With AI, we are seeing systems that can automatically detect and adjust capture based on the line item grid information location. This is very significant as a capability. It shows us that the AI is able to adapt to changing document structures on the fly without human intervention and can capture data that is structured in novel ways without an operator pre-mapping documents for capture or creating business rules logic to assist the AI. Once trained, the AI is able to determine where the data that needs to be captured is located and go after that data.
It’s still very early in the game to say for certain that AI will completely eliminate document classification and data extraction as human based jobs. But, it’s clear that these technologies are going to greatly assist us in the effort of organizing and extracting data from huge sets of documents for less money, with higher accuracy and faster than we as humans were able to do on our own.

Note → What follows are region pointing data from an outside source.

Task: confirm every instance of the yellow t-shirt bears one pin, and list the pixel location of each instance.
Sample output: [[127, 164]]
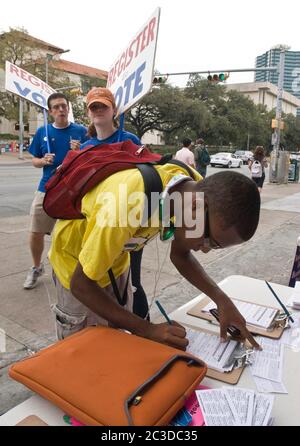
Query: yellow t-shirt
[[98, 240]]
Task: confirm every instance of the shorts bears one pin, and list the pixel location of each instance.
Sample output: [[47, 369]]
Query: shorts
[[72, 316], [39, 220]]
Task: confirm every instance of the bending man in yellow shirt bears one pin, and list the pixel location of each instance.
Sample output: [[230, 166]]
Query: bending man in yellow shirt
[[85, 252]]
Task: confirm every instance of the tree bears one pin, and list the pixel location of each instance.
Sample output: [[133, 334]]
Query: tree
[[291, 134], [15, 48]]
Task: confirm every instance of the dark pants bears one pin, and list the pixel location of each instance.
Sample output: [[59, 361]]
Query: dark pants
[[140, 303]]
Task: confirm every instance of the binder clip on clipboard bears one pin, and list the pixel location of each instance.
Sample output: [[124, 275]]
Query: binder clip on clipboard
[[241, 356]]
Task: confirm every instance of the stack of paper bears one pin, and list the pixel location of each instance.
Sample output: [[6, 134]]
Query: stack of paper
[[230, 406], [256, 315], [295, 298], [267, 366], [211, 350]]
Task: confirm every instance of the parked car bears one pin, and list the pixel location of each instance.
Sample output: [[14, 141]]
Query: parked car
[[226, 160], [245, 155]]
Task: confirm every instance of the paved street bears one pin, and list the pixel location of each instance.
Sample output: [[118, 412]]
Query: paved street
[[25, 315], [18, 183]]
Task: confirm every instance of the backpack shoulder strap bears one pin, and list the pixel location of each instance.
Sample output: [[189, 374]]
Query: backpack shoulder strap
[[152, 183]]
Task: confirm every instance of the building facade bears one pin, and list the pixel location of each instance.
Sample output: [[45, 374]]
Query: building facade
[[291, 70], [265, 93], [48, 55]]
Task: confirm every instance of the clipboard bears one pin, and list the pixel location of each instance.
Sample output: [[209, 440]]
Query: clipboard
[[32, 420], [226, 377], [274, 333]]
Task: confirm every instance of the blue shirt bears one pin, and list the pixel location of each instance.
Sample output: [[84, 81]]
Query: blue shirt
[[118, 136], [59, 141]]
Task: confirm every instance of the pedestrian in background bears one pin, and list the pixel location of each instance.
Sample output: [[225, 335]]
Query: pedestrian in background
[[257, 167], [185, 154], [202, 157], [62, 136]]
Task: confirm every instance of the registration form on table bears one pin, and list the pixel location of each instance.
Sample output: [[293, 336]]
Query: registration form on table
[[211, 350], [256, 315]]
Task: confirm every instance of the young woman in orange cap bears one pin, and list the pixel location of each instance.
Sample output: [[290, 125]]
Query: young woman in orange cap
[[104, 129]]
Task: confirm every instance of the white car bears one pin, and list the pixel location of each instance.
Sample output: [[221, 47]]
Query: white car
[[225, 159], [245, 155]]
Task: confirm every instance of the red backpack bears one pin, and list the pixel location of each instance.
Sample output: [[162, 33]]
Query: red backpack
[[83, 170]]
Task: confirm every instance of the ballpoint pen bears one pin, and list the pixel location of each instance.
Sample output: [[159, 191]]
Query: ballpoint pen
[[280, 303], [161, 309]]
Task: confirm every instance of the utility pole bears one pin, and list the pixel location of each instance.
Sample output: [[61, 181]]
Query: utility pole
[[278, 162]]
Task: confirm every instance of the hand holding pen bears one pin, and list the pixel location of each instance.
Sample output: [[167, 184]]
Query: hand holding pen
[[170, 332]]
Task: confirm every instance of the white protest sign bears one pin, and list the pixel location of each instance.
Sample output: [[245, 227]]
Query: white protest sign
[[26, 85], [131, 76]]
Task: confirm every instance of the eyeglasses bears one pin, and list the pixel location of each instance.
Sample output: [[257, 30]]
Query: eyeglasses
[[208, 240], [58, 106], [97, 106]]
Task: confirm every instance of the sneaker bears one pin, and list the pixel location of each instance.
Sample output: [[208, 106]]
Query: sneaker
[[32, 276]]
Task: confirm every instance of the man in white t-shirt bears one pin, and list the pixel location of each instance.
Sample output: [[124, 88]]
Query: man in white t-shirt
[[185, 154]]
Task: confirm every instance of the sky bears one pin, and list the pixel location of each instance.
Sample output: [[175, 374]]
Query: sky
[[194, 35]]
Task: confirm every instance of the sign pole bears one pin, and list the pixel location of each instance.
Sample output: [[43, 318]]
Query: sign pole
[[21, 128], [46, 129], [121, 126]]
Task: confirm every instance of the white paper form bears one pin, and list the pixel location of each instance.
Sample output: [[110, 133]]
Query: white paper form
[[243, 403], [268, 363], [263, 405], [291, 335], [294, 300], [267, 386], [256, 315], [210, 349], [216, 409]]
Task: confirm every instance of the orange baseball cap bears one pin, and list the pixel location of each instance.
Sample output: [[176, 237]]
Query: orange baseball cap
[[102, 95]]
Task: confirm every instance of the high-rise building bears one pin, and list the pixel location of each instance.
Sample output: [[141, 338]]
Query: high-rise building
[[291, 70]]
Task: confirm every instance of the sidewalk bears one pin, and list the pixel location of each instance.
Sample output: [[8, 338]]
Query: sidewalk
[[12, 158], [27, 321]]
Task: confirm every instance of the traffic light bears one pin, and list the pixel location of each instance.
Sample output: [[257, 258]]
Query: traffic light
[[76, 91], [221, 77], [159, 80]]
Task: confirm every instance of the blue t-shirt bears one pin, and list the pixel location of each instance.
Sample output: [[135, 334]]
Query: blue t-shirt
[[118, 136], [59, 141]]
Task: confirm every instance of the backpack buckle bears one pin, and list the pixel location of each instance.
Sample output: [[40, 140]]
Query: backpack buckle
[[139, 151]]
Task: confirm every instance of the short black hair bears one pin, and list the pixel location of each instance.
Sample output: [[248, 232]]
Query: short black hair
[[186, 142], [56, 96], [236, 199]]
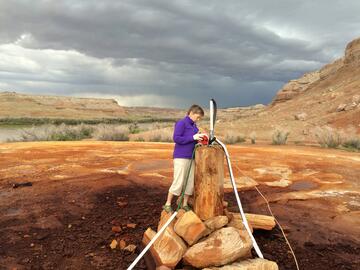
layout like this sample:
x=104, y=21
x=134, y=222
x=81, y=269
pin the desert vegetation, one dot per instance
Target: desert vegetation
x=280, y=137
x=329, y=137
x=151, y=132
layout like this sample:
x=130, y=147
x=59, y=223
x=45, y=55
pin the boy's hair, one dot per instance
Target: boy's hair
x=196, y=109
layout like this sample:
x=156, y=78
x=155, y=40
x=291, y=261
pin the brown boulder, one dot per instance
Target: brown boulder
x=236, y=222
x=190, y=227
x=216, y=223
x=168, y=249
x=251, y=264
x=262, y=222
x=221, y=247
x=255, y=221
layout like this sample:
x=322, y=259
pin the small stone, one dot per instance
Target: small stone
x=113, y=244
x=341, y=107
x=130, y=248
x=300, y=116
x=190, y=227
x=217, y=222
x=122, y=204
x=131, y=225
x=116, y=229
x=122, y=244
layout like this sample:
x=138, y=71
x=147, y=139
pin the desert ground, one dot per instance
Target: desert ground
x=80, y=190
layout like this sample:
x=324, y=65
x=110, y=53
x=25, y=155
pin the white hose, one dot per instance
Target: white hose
x=244, y=220
x=152, y=241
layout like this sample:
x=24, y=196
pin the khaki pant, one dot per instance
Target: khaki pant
x=181, y=167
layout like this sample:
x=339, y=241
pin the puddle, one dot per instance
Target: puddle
x=149, y=165
x=303, y=185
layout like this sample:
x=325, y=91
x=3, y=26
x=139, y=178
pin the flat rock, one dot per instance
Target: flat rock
x=250, y=264
x=221, y=247
x=236, y=222
x=216, y=223
x=167, y=250
x=255, y=221
x=190, y=227
x=262, y=222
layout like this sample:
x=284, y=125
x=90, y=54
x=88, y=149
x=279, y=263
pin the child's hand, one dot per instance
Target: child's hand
x=199, y=136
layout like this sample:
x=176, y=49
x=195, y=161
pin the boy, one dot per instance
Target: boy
x=185, y=137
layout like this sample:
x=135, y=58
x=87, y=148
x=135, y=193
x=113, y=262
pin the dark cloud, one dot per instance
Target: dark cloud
x=169, y=52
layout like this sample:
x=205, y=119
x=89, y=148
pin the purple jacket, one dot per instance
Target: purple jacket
x=184, y=131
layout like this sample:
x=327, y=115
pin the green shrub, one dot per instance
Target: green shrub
x=352, y=144
x=161, y=135
x=139, y=139
x=111, y=133
x=280, y=137
x=328, y=137
x=134, y=128
x=55, y=133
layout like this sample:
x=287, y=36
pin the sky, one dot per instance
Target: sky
x=165, y=53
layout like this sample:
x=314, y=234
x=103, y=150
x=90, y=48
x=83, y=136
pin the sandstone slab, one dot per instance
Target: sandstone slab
x=250, y=264
x=190, y=227
x=221, y=247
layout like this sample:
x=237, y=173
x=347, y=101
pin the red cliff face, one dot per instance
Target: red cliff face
x=298, y=86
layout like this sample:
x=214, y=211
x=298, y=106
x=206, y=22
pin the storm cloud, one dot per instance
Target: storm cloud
x=169, y=53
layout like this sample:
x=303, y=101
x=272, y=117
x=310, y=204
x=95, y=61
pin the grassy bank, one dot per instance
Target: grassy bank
x=27, y=121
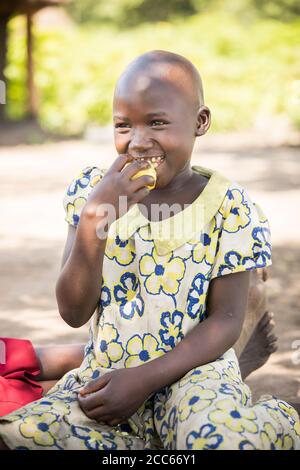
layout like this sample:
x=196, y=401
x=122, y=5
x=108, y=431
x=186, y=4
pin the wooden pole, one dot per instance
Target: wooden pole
x=3, y=58
x=32, y=95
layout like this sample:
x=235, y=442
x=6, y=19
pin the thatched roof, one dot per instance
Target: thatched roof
x=11, y=7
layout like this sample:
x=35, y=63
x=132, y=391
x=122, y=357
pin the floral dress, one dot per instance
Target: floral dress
x=155, y=281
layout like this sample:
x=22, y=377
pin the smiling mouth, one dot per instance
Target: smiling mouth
x=156, y=161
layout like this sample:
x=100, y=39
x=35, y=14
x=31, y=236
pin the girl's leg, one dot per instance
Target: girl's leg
x=56, y=361
x=211, y=408
x=3, y=446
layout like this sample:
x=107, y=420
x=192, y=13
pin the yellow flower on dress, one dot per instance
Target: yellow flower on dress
x=142, y=349
x=122, y=251
x=196, y=399
x=272, y=441
x=57, y=406
x=43, y=428
x=73, y=210
x=108, y=350
x=236, y=418
x=163, y=273
x=237, y=214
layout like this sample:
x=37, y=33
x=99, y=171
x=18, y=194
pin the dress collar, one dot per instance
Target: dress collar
x=175, y=231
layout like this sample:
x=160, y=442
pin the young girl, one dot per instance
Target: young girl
x=170, y=292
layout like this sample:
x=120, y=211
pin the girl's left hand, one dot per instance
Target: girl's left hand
x=115, y=396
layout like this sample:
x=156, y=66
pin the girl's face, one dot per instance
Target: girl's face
x=153, y=118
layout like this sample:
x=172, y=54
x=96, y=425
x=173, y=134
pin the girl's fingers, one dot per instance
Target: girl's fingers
x=91, y=401
x=119, y=163
x=94, y=385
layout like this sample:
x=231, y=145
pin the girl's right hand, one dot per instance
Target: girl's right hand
x=116, y=183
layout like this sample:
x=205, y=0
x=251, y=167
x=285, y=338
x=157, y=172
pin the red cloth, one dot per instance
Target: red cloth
x=18, y=368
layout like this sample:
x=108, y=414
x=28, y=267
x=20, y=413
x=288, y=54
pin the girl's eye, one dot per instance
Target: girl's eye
x=121, y=124
x=158, y=123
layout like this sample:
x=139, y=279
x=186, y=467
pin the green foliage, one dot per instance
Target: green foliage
x=129, y=13
x=248, y=72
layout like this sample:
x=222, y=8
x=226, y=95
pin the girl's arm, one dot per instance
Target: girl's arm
x=78, y=286
x=55, y=361
x=227, y=303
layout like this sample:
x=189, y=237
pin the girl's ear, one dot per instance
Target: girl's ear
x=203, y=121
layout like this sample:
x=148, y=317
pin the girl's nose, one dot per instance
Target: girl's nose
x=139, y=142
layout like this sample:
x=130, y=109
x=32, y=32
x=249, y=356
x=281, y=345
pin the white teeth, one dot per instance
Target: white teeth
x=152, y=159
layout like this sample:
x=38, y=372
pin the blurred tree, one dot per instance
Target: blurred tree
x=284, y=10
x=129, y=13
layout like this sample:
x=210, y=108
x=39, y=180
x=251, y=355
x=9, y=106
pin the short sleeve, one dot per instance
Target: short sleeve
x=78, y=192
x=244, y=240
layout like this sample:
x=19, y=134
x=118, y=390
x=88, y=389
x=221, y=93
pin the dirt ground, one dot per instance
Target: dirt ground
x=33, y=231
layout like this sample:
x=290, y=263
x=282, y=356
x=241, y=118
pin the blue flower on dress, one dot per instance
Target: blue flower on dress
x=262, y=247
x=93, y=439
x=200, y=374
x=110, y=350
x=196, y=399
x=238, y=216
x=42, y=428
x=205, y=439
x=128, y=298
x=196, y=297
x=204, y=251
x=163, y=273
x=142, y=349
x=82, y=181
x=172, y=331
x=105, y=299
x=246, y=445
x=168, y=431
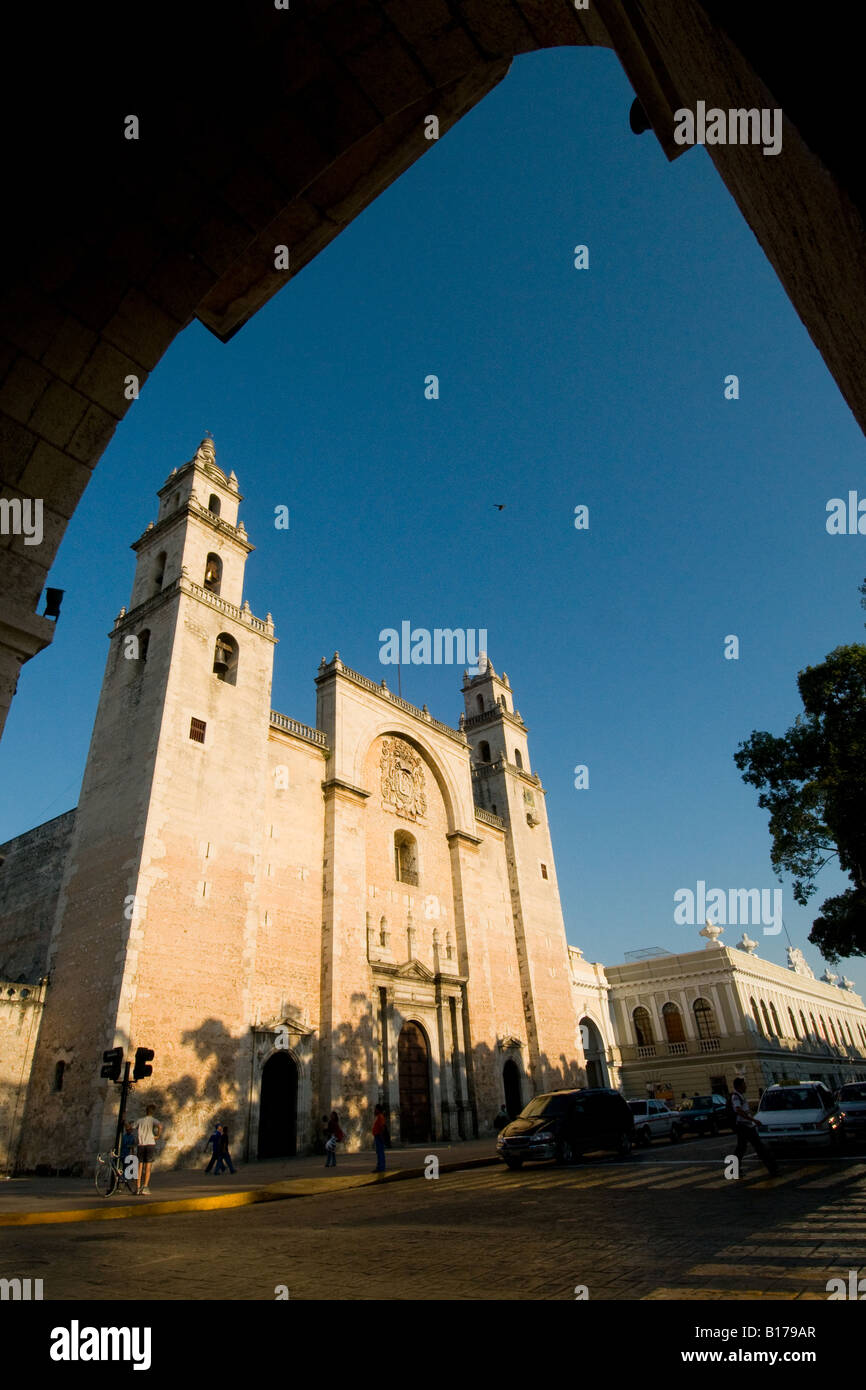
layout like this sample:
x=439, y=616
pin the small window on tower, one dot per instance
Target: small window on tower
x=405, y=858
x=225, y=659
x=213, y=573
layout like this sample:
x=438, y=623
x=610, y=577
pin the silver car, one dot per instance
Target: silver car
x=801, y=1112
x=654, y=1119
x=851, y=1101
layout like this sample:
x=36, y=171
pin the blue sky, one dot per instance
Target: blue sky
x=558, y=387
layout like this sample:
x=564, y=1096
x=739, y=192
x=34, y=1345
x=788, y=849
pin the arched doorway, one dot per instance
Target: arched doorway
x=278, y=1108
x=413, y=1066
x=594, y=1054
x=513, y=1093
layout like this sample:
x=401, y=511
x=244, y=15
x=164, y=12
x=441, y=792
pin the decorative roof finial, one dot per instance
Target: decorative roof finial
x=712, y=931
x=205, y=453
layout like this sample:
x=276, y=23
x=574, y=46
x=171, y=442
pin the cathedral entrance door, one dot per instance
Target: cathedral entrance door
x=510, y=1080
x=413, y=1064
x=278, y=1108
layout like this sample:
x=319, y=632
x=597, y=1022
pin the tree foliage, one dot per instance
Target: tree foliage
x=812, y=781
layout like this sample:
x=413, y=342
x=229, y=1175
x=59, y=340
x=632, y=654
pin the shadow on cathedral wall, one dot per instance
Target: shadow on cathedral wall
x=424, y=1101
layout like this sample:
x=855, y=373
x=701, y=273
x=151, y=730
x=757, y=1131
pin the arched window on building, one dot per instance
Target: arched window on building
x=159, y=571
x=213, y=573
x=642, y=1026
x=673, y=1023
x=405, y=858
x=705, y=1019
x=225, y=659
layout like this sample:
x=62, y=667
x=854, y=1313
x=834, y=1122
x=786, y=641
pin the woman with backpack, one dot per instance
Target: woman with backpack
x=335, y=1136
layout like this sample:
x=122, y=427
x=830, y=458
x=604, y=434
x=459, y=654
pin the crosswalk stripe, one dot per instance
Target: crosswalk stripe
x=754, y=1271
x=662, y=1179
x=784, y=1178
x=834, y=1179
x=738, y=1294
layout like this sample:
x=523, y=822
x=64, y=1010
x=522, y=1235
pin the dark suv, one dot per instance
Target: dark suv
x=563, y=1125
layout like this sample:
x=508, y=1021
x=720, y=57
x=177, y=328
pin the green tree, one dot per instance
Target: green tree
x=812, y=780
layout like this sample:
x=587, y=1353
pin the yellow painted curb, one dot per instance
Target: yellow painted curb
x=273, y=1193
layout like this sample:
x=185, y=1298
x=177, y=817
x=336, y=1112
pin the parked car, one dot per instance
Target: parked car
x=801, y=1112
x=705, y=1115
x=655, y=1119
x=851, y=1101
x=563, y=1125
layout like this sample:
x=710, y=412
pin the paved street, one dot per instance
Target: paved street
x=662, y=1225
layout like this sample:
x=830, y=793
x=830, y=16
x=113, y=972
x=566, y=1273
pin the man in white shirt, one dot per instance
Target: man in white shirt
x=148, y=1132
x=747, y=1130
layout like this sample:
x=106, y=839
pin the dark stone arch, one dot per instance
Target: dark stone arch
x=317, y=113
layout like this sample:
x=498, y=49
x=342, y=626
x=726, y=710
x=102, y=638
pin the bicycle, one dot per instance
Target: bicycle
x=110, y=1175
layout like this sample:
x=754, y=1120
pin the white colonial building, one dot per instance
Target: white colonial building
x=669, y=1025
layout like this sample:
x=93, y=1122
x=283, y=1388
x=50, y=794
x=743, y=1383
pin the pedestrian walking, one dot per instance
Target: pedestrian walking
x=224, y=1158
x=148, y=1132
x=214, y=1141
x=378, y=1139
x=335, y=1136
x=747, y=1130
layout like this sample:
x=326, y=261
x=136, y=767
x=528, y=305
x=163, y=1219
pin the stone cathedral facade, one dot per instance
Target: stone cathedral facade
x=293, y=918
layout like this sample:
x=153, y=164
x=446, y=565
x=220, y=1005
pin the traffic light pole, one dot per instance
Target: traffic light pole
x=121, y=1115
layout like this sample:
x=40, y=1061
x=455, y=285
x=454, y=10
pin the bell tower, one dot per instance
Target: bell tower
x=505, y=784
x=157, y=915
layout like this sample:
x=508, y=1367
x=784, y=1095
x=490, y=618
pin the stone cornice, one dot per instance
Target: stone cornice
x=193, y=508
x=328, y=670
x=264, y=627
x=494, y=715
x=455, y=836
x=337, y=784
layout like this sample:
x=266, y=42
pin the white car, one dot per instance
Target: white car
x=801, y=1112
x=654, y=1119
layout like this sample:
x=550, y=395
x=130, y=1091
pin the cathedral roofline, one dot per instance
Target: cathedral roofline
x=330, y=670
x=192, y=506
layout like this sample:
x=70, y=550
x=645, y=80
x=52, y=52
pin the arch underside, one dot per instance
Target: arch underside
x=280, y=132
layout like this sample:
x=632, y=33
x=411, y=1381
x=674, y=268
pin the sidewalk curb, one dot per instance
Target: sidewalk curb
x=284, y=1190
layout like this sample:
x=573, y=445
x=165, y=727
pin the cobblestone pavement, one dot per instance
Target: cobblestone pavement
x=663, y=1225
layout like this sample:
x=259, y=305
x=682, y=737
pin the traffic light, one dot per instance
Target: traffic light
x=142, y=1058
x=113, y=1064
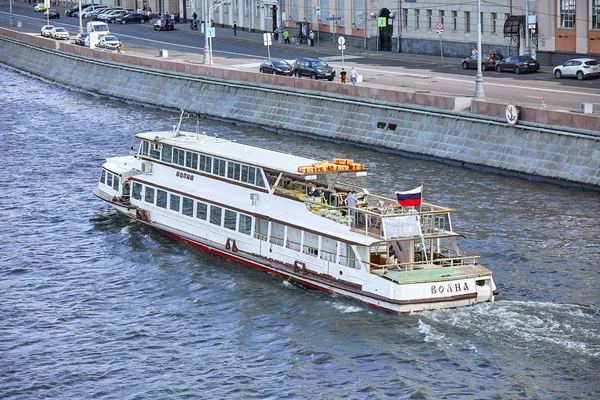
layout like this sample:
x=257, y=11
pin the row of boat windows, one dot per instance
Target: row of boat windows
x=189, y=207
x=200, y=162
x=109, y=179
x=281, y=235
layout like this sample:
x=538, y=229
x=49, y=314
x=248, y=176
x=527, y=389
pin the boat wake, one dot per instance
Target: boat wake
x=569, y=328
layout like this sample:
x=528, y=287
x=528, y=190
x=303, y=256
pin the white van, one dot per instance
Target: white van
x=86, y=13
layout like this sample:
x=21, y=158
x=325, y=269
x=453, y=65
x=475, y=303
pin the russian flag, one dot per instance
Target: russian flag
x=410, y=198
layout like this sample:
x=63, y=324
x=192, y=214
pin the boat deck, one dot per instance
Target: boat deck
x=434, y=274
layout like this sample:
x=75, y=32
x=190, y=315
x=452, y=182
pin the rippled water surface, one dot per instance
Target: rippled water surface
x=95, y=306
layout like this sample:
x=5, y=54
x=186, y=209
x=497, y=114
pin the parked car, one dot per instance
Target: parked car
x=47, y=30
x=518, y=64
x=52, y=13
x=113, y=15
x=132, y=17
x=278, y=67
x=60, y=33
x=488, y=61
x=164, y=24
x=313, y=67
x=109, y=42
x=80, y=38
x=75, y=8
x=580, y=68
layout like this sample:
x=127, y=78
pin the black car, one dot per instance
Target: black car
x=488, y=61
x=313, y=67
x=52, y=13
x=70, y=11
x=164, y=24
x=132, y=17
x=518, y=64
x=278, y=67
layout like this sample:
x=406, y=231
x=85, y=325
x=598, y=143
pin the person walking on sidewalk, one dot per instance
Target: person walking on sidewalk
x=353, y=76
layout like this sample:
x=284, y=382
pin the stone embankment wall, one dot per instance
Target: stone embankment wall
x=419, y=124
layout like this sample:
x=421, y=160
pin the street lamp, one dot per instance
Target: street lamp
x=479, y=94
x=207, y=59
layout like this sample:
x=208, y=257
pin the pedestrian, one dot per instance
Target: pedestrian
x=353, y=76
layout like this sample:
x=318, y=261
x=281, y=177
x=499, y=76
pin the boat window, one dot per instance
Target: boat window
x=245, y=224
x=311, y=244
x=230, y=219
x=259, y=180
x=201, y=211
x=178, y=157
x=174, y=203
x=149, y=195
x=166, y=153
x=215, y=215
x=137, y=191
x=188, y=207
x=191, y=160
x=251, y=175
x=145, y=147
x=293, y=239
x=262, y=229
x=161, y=198
x=277, y=233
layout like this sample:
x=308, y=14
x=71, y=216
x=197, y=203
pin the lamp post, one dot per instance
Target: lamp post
x=479, y=94
x=207, y=58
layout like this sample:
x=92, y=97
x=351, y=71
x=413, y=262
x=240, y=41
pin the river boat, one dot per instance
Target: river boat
x=309, y=221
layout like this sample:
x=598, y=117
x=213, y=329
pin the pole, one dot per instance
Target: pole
x=80, y=20
x=527, y=49
x=206, y=57
x=479, y=94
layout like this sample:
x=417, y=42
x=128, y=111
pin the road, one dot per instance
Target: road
x=418, y=73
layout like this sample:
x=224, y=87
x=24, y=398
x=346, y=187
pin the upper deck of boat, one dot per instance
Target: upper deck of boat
x=228, y=149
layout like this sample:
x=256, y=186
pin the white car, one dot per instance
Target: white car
x=47, y=30
x=579, y=68
x=109, y=42
x=60, y=33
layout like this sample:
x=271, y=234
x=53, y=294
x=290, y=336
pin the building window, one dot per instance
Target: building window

In the future, we should expect to see an explosion in the number of documents that are being identified and tracked as part of business processes and the amount of data extracted from each document in the process is going to increase in both the volume and the accuracy of the data as OCR and AI continue to improve and mature. For clients with clean source documents that are produced through document scanning or submission of digital originals, the expectation of a zero touch process will become a reality if it has not already in the next few years.
For those with documents that come from uncontrolled sources, like pictures taken from cell phones, the ability to process some documents without human intervention will continue to improve as well, and in the next decade will likely reduce the reliance on human operators by between 15% and 95% depending on the business process complexity and document quality.
As we move towards our goal of a zero touch world of document processing, we learn how artificial intelligence can aid us, but not without risk. Like solutions from the past, problems that AI solves will produce new problems that will require something we aren’t aware of yet to solve. But ultimately, we will arrive at a place where everyone has the opportunity to do great work, because we’ve eliminated the manual repetitive tasks of the past.